Next, we performed whole-genome bisulfite sequencing (WGBS) on three wild-type (WT) and three Smchd1 KO ES cell clones. We observed lower levels of modified cytosines in the knockouts on all chromosomes except for the Y chromosome, which became hypermethylated (fig. S5A). This moderate global reduction of modified cytosines affected all genomic compartments except for CpG islands, which have constitutively very low levels of methylation (fig. S5B). Using DMRseq analysis (41), we identified 283 hypomethylated and 223 hypermethylated differentially methylated regions (DMRs) in the clones lacking SMCHD1 (fig. S5C and table S3). One extensively hypomethylated genomic region was the Pcdha gene cluster, which is a known binding region for SMCHD1 (40).

SMCHD1 controls a 2c-like gene expression program in ES cells

To look for functionally relevant epigenetic changes upon loss of SMCHD1, we performed RNA sequencing (RNA-seq) and identified 1236 up-regulated and 256 down-regulated genes [fold change > 2, false discovery rate (FDR) < 0.05] in the Smchd1 KO cells compared to WT cells (Fig. 3B and table S3). This is consistent with a role of SMCHD1 as a transcriptional repressor. Up-regulated genes, but not down-regulated or unchanged genes, had slightly reduced levels of DNA methylation near the transcription start sites (TSSs) (fig. S5, D to F). There was an overall negative correlation between the direction of methylation change in the SMCHD1 knockouts and the expression change of the DMR-associated genes (fig. S3G). Gene ontology analysis for DMR-associated differentially expressed genes pointed to an enrichment of pattern-specific and organ development–specific processes (fig. S3H).

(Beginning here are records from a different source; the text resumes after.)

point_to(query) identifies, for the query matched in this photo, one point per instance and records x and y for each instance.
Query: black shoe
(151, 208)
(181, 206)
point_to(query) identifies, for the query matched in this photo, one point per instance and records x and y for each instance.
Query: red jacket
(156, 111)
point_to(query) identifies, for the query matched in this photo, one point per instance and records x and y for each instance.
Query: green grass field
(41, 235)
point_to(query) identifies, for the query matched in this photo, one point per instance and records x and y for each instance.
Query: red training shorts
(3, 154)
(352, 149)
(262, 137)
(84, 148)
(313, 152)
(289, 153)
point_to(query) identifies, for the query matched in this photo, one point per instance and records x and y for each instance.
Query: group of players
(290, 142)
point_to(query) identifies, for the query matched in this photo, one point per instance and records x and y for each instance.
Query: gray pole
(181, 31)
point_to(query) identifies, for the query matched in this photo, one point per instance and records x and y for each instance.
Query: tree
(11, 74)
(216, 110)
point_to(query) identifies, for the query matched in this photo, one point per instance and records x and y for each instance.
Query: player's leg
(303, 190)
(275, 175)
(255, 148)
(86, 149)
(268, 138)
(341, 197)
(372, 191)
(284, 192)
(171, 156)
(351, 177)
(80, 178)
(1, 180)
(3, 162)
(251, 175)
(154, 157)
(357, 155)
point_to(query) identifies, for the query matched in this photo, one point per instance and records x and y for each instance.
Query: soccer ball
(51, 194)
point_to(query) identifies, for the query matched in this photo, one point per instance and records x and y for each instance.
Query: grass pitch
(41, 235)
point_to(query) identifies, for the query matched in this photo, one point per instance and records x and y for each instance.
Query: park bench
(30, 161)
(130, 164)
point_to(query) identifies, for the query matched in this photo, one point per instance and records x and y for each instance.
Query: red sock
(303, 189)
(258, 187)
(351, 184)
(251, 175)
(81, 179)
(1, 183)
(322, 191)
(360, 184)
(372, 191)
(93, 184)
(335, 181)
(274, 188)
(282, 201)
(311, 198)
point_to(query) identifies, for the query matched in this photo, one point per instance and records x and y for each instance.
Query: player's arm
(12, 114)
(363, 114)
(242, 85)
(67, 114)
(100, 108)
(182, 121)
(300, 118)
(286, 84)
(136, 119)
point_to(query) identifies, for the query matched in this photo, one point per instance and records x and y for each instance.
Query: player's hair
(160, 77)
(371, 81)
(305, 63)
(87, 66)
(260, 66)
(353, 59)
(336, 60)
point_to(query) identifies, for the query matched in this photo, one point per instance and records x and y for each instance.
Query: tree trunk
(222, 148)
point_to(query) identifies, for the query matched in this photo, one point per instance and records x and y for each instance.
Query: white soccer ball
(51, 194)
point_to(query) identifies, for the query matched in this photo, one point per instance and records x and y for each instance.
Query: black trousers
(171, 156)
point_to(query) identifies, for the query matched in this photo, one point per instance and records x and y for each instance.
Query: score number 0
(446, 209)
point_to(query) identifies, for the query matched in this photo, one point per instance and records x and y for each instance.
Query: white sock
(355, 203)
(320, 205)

Using gene set enrichment analysis (GSEA), one notably up-regulated set of genes was identified as “2c embryo–like genes” (Fig. 3, C and D), which reflected the up-regulation of 136 genes normally expressed in 2c mouse embryos as a feature of the initial wave of zygotic genome activation (ZGA) (42). A similar set of genes found in ZSCAN4+ mESCs (43) or in CAF1 knockdown ES cells (44) was also enriched in the group of genes up-regulated in SMCHD1 KO cells. A small percentage of WT ES cells sporadically express 2c embryo stage–specific (2C) transcripts, such as Zscan4, and cycle in and out of this specialized state (42). Among the genes up-regulated in the absence of SMCHD1 was the Zscan4 gene cluster (Fig. 4A). The up-regulation of Zscan4, which encodes a protein involved in telomere maintenance (45), was confirmed at the protein level using a pan-ZSCAN4 antibody (Fig. 4B). The fraction of ZSCAN4-positive cells in the ES cell population increased from ~1.5% in WT cells to about 12% in the SMCHD1 KO cells (Fig. 4, C and D). Various repetitive element families, such as murine endogenous retroviruses (MERVK and MERVL), which are activated by ZSCAN4 (46) and also derepressed during ZGA (42), showed increased expression upon loss of SMCHD1 (Fig. 3E).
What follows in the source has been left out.